Warszawa. Nowy most przez Wisłę. Tylko dla pieszych i rowerzystów
Nigdzie jeszcze nie ma takiej przeprawy przez rzekę - półkilometrowa, malownicza ścieżka rowerowa i trasa uroczych spacerów. Powstanie nad wiślanym nurtem, na wysokości ul. Karowej na lewym brzegu i ul. Okrzei na prawym brzegu.
Nigdzie jeszcze nie ma takiej przeprawy przez rzekę - półkilometrowa, malownicza ścieżka rowerowa i trasa uroczych spacerów. Powstanie nad wiślanym nurtem, na wysokości ul. Karowej na lewym brzegu i ul. Okrzei na prawym brzegu.
Nowy warszawski most o długości 500 metrów ma mieć fantazyjny kształt: w najwęższym punkcie będzie miał prawie 7 metrów, nad taflą wody rozszerzy się do szesnastu metrów.
- Decyzja o budowie tego mostu to dla mnie symboliczny moment. Ta inwestycja idealnie oddaję wizję Warszawy, w którą wierzę. Miasta, które do tej pory było idealnym miejscem do pracy, a teraz - dzięki zmianom, które już rozpoczęliśmy - stanie się idealnym miejscem do życia - mówi prezydent Rafał Trzaskowski.
Bo też ma to być jeden z architektonicznych przebojów stolicy, jak porównuje prezydent, niczym Millenium Bridge w Londynie czy szereg ikonicznych przepraw w nadrzecznym parku Madrid Rio. Teraz będzie można przechadzać się nie tylko po bulwarach nad Wisłą, ale również przenieść się na praski brzeg, teraz przyciągający swoją dzikością, stanowiącą fantastyczną przeciwwagę do zagospodarowanych, uporządkowanych ścieżek nad bulwarowych.
To kolejne symboliczne przybliżenie zaniedbywanej przez lata Pragi do lewobrzeżnej części stolicy, z pieczołowitością zabudowywanej i troskliwie dostosowywanej do europejskich standardów.

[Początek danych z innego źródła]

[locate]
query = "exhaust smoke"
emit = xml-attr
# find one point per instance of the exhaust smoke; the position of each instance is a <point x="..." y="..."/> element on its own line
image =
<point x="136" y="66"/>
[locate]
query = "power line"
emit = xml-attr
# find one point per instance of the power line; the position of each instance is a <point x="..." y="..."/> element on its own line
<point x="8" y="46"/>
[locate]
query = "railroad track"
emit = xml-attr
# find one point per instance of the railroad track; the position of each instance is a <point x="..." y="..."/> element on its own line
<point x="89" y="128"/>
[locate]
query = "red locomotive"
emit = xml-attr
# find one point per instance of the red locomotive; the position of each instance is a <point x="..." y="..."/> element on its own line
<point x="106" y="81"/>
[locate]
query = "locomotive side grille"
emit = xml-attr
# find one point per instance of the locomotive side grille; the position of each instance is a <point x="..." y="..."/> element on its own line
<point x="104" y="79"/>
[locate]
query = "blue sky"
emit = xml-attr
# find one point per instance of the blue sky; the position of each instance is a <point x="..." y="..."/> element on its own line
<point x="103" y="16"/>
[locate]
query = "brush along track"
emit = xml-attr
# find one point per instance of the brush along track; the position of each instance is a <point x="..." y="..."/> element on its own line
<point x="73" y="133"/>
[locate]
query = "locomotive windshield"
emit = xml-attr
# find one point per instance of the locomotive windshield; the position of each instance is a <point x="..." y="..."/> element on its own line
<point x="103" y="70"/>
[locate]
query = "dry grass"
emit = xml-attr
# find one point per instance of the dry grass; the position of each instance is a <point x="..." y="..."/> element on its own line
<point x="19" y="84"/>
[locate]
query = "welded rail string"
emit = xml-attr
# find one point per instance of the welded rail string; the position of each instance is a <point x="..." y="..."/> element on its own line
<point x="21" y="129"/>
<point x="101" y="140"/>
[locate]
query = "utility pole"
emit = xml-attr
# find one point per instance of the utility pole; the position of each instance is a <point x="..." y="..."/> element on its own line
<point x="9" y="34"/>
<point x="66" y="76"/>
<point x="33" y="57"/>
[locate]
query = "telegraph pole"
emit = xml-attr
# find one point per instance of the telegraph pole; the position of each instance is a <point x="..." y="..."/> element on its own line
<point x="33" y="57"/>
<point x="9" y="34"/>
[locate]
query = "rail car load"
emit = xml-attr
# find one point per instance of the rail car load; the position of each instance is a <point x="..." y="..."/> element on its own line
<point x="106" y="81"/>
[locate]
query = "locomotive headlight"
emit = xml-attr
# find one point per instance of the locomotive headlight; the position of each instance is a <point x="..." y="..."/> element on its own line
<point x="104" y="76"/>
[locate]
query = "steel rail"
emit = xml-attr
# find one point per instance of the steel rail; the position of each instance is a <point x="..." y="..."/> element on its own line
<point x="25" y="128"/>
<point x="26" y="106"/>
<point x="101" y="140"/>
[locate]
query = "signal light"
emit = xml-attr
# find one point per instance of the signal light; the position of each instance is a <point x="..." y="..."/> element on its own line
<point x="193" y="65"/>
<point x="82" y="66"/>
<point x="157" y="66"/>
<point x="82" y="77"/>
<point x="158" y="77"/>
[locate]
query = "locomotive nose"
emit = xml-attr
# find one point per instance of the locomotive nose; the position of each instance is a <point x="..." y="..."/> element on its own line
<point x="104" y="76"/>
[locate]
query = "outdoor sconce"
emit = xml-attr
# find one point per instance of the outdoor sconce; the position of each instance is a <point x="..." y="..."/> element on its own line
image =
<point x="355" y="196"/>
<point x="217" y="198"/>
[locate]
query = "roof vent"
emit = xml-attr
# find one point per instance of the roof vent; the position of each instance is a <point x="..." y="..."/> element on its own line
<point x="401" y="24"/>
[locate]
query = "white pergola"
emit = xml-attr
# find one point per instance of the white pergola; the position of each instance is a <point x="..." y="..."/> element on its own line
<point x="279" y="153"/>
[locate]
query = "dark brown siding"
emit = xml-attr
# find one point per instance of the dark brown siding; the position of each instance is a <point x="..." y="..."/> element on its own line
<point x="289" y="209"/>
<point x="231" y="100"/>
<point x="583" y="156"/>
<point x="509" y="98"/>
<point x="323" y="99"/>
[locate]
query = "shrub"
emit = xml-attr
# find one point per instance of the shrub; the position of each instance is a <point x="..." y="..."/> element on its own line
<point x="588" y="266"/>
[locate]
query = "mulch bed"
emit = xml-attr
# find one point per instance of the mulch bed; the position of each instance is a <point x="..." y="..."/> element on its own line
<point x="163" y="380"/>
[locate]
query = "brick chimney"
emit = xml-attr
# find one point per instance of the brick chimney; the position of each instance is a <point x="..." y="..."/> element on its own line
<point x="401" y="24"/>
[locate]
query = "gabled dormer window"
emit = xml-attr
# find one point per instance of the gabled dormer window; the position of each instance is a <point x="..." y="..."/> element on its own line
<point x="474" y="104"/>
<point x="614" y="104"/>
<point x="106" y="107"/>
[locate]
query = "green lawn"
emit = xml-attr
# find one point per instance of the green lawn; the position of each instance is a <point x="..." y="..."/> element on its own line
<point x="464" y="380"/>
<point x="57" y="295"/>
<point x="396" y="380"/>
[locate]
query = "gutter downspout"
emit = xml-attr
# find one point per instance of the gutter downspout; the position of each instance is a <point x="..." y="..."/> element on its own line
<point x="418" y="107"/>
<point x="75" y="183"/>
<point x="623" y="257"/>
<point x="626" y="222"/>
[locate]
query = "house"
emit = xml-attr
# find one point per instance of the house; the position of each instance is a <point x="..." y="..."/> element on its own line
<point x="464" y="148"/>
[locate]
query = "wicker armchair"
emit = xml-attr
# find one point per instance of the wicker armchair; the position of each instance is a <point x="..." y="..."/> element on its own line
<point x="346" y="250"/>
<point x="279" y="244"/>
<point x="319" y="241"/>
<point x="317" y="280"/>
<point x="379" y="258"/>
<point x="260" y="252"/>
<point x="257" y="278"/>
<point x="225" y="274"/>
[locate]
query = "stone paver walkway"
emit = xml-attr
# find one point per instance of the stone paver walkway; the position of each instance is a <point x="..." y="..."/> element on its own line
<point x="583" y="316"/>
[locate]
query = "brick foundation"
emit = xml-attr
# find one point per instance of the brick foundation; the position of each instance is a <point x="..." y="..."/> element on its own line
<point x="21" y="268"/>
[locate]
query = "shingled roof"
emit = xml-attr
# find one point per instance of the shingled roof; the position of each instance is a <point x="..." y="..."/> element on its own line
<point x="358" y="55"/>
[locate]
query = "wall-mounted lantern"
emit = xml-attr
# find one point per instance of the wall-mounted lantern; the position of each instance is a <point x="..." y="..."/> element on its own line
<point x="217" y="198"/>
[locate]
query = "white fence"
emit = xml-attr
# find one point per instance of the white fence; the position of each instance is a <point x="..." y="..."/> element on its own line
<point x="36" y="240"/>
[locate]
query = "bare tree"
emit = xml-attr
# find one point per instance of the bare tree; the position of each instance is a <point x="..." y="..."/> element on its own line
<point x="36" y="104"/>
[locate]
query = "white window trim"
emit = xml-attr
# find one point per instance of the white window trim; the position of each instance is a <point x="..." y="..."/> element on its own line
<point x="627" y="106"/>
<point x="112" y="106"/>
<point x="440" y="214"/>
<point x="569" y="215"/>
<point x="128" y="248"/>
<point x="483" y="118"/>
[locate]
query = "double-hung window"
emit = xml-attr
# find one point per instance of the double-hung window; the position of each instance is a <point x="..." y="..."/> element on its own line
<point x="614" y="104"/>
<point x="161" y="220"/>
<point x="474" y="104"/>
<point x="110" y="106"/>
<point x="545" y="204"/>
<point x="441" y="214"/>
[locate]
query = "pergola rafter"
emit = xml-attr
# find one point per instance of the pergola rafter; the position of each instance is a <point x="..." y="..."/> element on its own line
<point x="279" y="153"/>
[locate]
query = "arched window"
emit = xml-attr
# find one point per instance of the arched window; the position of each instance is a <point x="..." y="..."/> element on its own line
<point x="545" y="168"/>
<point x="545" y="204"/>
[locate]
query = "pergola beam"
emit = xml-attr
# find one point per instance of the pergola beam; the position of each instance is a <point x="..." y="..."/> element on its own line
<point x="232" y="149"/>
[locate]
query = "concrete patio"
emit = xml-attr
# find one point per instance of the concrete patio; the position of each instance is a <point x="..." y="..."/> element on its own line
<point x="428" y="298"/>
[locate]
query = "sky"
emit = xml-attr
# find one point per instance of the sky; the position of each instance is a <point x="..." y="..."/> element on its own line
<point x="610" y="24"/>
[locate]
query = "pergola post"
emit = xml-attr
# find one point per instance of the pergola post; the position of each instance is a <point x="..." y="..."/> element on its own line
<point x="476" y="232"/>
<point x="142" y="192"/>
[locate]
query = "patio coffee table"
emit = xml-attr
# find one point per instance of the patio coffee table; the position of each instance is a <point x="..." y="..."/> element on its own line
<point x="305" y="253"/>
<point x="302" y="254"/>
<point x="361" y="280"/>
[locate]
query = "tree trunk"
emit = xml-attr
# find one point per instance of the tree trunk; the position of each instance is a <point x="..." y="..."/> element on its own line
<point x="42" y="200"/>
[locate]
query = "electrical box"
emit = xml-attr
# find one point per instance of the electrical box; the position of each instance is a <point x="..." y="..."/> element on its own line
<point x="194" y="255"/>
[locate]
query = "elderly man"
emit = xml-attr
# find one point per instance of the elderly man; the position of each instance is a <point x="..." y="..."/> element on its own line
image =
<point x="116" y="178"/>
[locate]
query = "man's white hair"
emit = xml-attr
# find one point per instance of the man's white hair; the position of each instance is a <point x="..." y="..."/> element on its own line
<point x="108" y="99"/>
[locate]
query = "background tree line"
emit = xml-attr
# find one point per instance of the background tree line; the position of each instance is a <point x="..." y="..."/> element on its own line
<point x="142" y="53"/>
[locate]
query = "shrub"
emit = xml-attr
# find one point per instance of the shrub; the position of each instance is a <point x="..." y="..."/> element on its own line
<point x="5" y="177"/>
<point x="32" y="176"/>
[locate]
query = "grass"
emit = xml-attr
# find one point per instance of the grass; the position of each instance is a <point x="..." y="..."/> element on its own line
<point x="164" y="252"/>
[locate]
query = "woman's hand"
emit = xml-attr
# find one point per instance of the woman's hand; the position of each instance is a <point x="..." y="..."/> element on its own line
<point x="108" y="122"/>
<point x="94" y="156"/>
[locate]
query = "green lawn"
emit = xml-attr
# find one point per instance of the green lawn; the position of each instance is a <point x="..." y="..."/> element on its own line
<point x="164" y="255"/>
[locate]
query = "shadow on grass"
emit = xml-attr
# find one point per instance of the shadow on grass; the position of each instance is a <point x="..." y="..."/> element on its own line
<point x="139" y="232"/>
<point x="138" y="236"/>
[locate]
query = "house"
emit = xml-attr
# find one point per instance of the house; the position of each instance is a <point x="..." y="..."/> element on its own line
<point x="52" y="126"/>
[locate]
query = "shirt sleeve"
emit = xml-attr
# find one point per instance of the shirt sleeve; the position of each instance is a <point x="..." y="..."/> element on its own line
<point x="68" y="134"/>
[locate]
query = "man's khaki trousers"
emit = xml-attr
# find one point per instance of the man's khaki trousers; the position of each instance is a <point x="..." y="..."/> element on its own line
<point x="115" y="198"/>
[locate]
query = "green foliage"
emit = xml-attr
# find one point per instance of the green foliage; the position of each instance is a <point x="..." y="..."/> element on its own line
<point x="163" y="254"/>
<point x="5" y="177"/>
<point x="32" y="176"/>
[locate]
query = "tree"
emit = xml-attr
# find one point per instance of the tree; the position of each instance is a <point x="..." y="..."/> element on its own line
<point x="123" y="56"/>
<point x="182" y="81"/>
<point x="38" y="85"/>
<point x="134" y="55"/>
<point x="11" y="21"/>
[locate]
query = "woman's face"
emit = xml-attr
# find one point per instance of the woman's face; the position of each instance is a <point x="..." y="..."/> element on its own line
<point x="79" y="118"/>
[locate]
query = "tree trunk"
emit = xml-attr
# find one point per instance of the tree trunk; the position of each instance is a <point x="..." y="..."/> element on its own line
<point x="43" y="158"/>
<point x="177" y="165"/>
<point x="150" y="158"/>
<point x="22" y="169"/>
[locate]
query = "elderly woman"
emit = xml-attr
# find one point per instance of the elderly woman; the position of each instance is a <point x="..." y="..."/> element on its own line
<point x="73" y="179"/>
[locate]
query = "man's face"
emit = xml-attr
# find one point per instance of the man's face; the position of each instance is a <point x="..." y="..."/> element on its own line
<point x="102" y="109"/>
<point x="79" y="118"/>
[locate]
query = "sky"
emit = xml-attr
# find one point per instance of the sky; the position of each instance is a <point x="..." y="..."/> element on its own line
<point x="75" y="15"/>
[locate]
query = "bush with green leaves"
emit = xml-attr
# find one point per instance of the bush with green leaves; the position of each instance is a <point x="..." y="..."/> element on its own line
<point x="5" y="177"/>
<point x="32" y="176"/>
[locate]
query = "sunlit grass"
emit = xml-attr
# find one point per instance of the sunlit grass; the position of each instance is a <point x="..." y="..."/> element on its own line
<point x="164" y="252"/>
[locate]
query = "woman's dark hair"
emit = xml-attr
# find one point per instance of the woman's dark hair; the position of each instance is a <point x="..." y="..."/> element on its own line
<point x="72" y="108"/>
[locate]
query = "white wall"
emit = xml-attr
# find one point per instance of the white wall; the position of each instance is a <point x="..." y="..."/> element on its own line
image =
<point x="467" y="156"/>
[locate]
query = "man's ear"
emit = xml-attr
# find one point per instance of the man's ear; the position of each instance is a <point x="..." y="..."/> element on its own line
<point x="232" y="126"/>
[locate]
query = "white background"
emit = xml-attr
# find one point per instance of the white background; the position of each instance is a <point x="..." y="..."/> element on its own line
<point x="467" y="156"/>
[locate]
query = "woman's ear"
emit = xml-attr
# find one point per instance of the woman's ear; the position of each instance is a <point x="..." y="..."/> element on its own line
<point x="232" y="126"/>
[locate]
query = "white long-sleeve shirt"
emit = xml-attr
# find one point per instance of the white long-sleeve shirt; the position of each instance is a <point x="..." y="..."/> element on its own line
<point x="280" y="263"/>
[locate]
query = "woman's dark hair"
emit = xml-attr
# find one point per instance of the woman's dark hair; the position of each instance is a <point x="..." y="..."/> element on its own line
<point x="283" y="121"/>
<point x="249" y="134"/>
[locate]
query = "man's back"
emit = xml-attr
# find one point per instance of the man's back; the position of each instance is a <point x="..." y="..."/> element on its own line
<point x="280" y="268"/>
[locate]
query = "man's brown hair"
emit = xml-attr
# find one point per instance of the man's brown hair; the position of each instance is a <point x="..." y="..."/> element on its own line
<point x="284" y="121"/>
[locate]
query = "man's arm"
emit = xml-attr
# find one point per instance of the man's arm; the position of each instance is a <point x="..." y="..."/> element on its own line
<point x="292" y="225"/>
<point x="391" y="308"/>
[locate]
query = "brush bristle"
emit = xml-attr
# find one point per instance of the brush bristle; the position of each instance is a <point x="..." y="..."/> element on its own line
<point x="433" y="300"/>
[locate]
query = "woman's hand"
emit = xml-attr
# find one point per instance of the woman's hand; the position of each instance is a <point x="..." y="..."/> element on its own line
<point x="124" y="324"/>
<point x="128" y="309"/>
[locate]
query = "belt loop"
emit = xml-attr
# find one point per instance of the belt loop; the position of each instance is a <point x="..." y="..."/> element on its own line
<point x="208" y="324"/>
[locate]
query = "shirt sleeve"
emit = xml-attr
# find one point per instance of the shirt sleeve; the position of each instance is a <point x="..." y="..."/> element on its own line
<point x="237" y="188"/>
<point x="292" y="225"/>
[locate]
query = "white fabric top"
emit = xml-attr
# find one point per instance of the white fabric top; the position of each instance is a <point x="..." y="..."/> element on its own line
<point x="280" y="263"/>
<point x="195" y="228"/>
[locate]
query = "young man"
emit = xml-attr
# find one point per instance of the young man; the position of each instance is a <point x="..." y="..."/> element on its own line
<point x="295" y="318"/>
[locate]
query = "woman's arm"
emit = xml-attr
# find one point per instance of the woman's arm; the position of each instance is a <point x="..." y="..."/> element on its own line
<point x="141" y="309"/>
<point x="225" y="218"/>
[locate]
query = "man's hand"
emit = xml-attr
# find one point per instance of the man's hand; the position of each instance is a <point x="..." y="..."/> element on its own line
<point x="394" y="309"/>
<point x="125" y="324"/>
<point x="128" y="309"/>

Teraz sytuacja dynamicznie zmienia się nie tylko dzięki modzie na Pragę, ale też drugiej linii metra i wielu inwestycjom.
Ucieszą się nie tylko spacerowicze, ale też wielbiciele jednośladów - to będą piękne wycieczki, a przejazd między Pragą a centrum i odwrotnie, będzie znacznie wygodniejszy, niż przeprawa rowerem przez most Śląsko-Dąbrowski.